Estate Planning - Wills Attorney
Wills for Estate Planning: Why Every Family Needs a Legally-Valid Will
Creating a legally enforceable will is one of the most important steps you can take to protect your loved ones and your legacy. A will allows you to intentionally decide who receives your property, who should care for your children, and how your affairs should be handled after you pass away.
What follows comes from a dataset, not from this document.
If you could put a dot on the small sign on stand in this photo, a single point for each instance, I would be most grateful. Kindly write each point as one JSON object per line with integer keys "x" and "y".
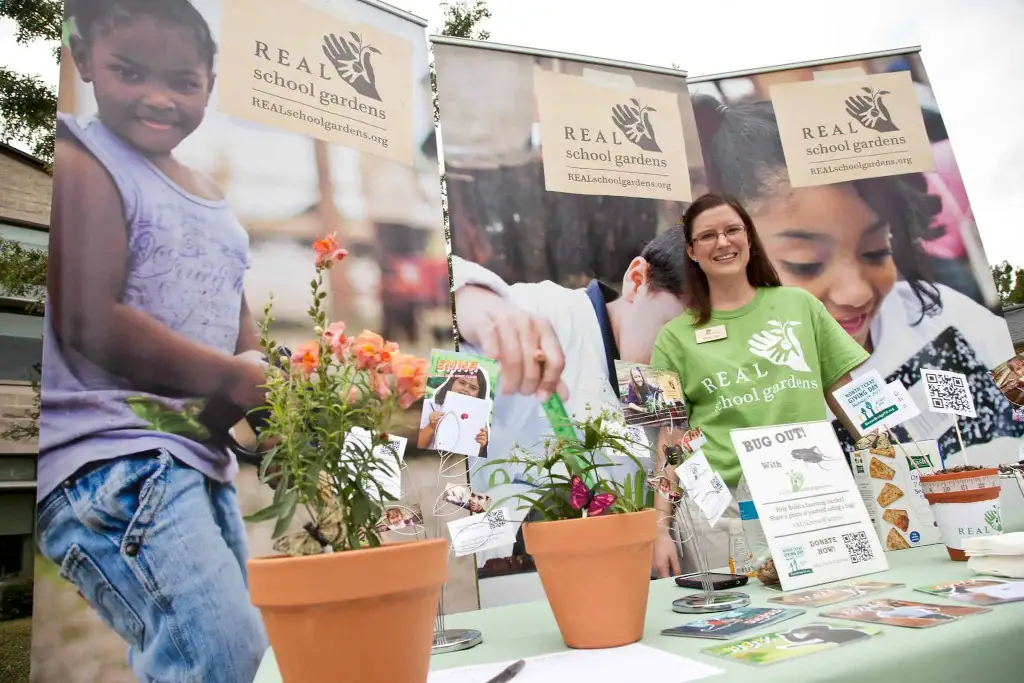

Without a will, state law makes these decisions for you—and the results rarely match what families actually want.
If you are searching for an estate planning attorney to draft a will, you are already taking a responsible and forward-thinking step. An experienced lawyer can ensure your document is legally compliant, personalized to your needs, and structured in a way that keeps your family out of conflict and court. This guide explains everything you need to know about wills, why they matter, the risks of DIY forms, and how a will fits into a complete estate plan.
What Is a Will?
A will—formally called a “Last Will and Testament”—is a legal document that explains how you want your assets distributed when you pass away. It can also include instructions for caring for minor children, appointing an executor, directing funeral arrangements, and more.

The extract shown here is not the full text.